Maden ocağı sahibi şirket ve sorumluları hakkında derhal adli ve idari soruşturma başlatılarak gereği yapılmalı, sorumluluğu olanlar cezalandırılmalıdır.
İş sağlığı ve güvenliği yasasına aykırı davrananlara ağır hapis cezaları getirilmelidir.Yasa ve yönetmeliklerdeki eksikler giderilmelidir.
Kazada yaşamını kaybetmiş ve yaralı olan işçilerin yasal tüm hakları ve tazminatları varislerine ve ailelerine derhal ödenmelidir.
Bu ibretlik faciadan sonra ülke düzeyinde halen faaliyette olan maden ocaklarında tüm iş güvenliği önlemleri yeniden denetlenmeli ve bu denetimler sık aralıklarla yinelenmelidir. Çalışma Bakanlığı her maden ocağı için doğrudan kendine bağlı bir iş güvenliği ekibiyle denetimleri sürekli duruma getirmelidir.

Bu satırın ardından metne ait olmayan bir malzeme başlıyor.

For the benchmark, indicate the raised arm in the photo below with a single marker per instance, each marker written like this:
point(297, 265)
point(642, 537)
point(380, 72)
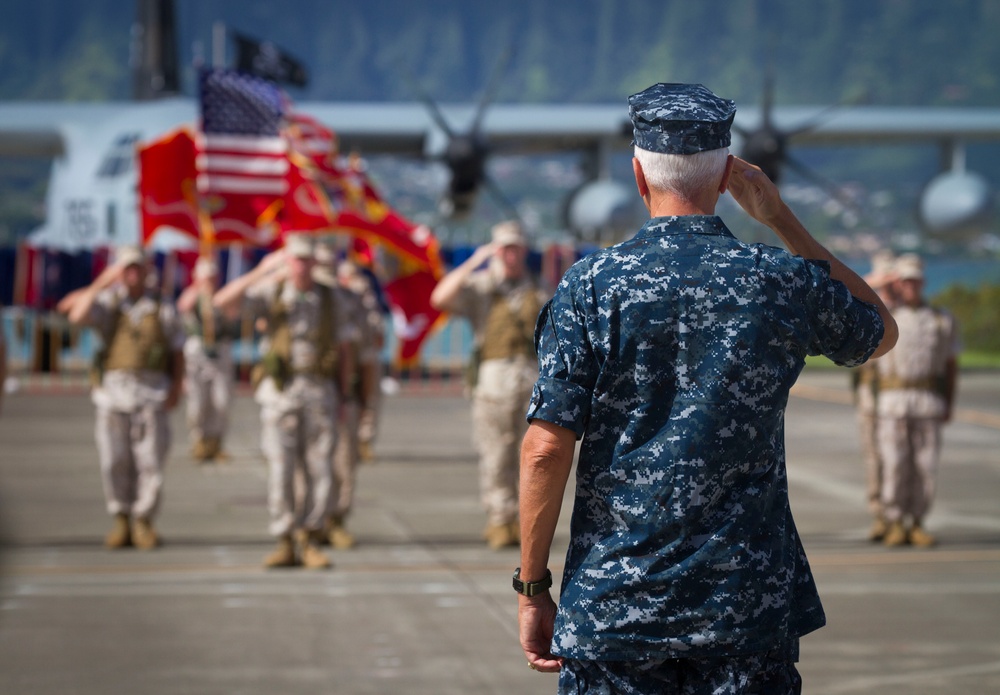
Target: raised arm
point(78, 308)
point(447, 289)
point(230, 295)
point(759, 197)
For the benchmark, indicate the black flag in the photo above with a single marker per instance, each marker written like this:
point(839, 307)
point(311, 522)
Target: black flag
point(264, 59)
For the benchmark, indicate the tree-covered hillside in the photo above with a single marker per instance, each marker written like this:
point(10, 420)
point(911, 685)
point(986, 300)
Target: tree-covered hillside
point(899, 52)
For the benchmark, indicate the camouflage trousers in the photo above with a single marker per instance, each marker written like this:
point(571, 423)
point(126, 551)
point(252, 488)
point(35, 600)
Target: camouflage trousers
point(370, 400)
point(910, 449)
point(498, 426)
point(209, 385)
point(868, 432)
point(131, 448)
point(298, 440)
point(345, 459)
point(751, 674)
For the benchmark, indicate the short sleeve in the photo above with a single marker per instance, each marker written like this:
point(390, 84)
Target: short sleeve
point(845, 329)
point(567, 366)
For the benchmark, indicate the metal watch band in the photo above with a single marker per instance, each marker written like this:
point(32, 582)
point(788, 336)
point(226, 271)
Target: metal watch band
point(530, 589)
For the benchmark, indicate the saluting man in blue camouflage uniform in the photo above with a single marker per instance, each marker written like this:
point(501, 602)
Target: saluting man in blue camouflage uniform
point(671, 356)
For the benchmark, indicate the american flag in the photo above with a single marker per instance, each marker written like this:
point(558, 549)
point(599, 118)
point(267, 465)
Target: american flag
point(242, 151)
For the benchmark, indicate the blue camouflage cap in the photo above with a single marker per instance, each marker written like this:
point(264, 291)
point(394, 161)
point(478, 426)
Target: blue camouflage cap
point(680, 119)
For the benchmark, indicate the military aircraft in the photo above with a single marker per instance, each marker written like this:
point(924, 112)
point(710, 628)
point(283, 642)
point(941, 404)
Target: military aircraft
point(91, 197)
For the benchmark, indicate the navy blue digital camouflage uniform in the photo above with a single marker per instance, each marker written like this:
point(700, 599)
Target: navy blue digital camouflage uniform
point(671, 355)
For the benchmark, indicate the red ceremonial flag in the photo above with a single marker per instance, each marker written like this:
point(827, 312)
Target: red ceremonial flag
point(413, 317)
point(353, 205)
point(306, 205)
point(167, 175)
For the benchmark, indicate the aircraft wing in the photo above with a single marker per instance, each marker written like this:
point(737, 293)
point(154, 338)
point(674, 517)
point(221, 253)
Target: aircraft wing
point(874, 124)
point(409, 129)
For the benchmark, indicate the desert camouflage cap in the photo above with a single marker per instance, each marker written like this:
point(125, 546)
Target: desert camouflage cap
point(680, 119)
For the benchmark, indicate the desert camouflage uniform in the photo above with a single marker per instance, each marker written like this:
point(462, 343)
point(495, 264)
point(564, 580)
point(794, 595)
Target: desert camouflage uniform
point(346, 454)
point(297, 421)
point(208, 366)
point(133, 429)
point(911, 407)
point(671, 356)
point(503, 382)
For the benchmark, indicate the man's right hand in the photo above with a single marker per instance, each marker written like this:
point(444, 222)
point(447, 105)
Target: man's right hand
point(755, 193)
point(536, 621)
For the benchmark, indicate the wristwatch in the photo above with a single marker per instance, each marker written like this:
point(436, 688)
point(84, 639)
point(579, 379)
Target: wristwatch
point(530, 589)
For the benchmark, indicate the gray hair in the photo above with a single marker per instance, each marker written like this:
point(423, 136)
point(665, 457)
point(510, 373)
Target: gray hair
point(684, 175)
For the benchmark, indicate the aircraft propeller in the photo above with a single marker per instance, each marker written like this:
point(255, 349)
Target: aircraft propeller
point(767, 147)
point(467, 152)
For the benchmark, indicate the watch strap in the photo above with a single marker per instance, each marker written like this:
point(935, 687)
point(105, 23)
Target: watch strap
point(529, 588)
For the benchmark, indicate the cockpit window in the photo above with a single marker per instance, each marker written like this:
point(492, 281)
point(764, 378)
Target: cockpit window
point(120, 157)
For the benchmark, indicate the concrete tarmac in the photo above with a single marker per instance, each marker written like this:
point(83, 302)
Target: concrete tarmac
point(421, 606)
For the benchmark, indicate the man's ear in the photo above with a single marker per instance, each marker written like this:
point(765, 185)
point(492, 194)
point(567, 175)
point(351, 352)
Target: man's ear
point(724, 183)
point(640, 178)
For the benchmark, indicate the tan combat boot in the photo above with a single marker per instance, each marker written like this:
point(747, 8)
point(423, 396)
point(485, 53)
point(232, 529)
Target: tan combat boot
point(920, 538)
point(199, 451)
point(312, 557)
point(144, 536)
point(339, 537)
point(283, 555)
point(120, 535)
point(895, 536)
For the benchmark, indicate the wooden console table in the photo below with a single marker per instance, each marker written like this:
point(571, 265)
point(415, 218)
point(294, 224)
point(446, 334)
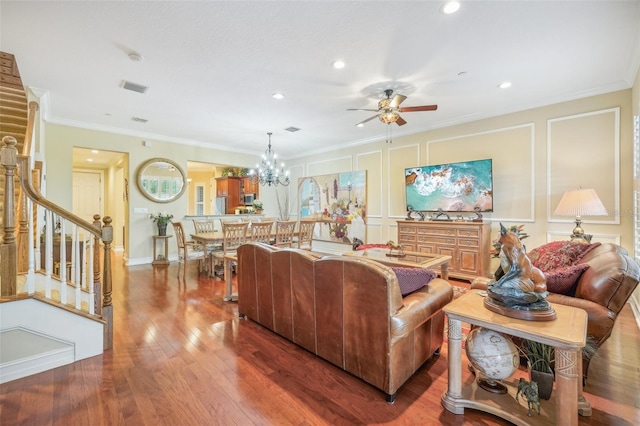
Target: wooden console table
point(567, 333)
point(161, 260)
point(468, 244)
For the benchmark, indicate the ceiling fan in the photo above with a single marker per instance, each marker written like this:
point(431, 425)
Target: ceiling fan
point(389, 109)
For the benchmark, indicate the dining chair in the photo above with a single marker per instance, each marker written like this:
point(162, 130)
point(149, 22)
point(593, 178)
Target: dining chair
point(284, 233)
point(261, 232)
point(203, 225)
point(305, 235)
point(207, 225)
point(234, 234)
point(188, 251)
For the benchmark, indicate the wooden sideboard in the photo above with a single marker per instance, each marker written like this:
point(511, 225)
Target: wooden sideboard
point(468, 244)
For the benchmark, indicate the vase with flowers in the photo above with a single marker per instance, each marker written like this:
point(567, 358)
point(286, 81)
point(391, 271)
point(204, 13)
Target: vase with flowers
point(257, 206)
point(161, 220)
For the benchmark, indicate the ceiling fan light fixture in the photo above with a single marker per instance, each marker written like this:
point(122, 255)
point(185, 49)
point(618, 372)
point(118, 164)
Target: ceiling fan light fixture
point(389, 117)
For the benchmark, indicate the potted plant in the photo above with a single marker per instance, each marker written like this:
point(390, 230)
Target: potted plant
point(257, 205)
point(540, 358)
point(161, 220)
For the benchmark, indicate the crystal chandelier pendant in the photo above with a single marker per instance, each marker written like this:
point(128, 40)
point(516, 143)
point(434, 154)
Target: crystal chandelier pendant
point(269, 172)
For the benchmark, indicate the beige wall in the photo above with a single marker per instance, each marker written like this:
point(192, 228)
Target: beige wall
point(635, 104)
point(537, 155)
point(60, 141)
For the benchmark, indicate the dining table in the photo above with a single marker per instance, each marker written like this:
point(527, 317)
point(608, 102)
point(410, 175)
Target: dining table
point(217, 237)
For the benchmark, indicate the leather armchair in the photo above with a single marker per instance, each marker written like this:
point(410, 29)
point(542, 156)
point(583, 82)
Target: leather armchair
point(602, 290)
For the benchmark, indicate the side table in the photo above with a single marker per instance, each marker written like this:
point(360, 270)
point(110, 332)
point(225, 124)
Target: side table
point(160, 259)
point(567, 333)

Maden işçilerinin iş sağlığı eğitimleri yılda en az iki kez uygulamalı olarak yapılmalıdır.
Tüm sendikalar bu faciayı protesto etmek için hep birlikte “sessiz ölüm” yürüyüşü gerçekleştirmelidir.
Tüm bunların yapılması herkese ders olması için, facianın unutulması veya unutturulmaması için, tarihe iz bırakmak için gerekli olanlardır.
Daha önceki yazılarımda belirttiğim gibi Türkiye, iş kazaları sayısında ve sonuçları bakımından Avrupa’da birinci, dünyada ise üçüncü sırada, bu durum böyle giderse değişecek ve herhalde dünyada da birinci olacağız.
İnsan hayatına verdiğimiz önemin ne düzeyde olduğunun bir başka önemli göstergesi de, Türkiye iş sağlığı ve güvenliğinde bir yasaya 20.06.2012 tarihinde ilk kez kavuştu ve yasa halen tam olarak uygulanamıyor.
Bir zamanlar Tuzla tersanelerindeki iş kazalarının ölümlü sonuçları, şimdi ise Soma maden faciası yüreğimizi yakıyor.
Ancak unutuyoruz, önemsemiyoruz, yeri geldiğinde alınyazısı diyerek kendimizi teselli ederek avutuyoruz. Tüm bunların nedeni, bu ülkede insan hayatının değeri yok, insana karşı sosyal sorumluluğu gelişmiş bir devlet anlayışı yok.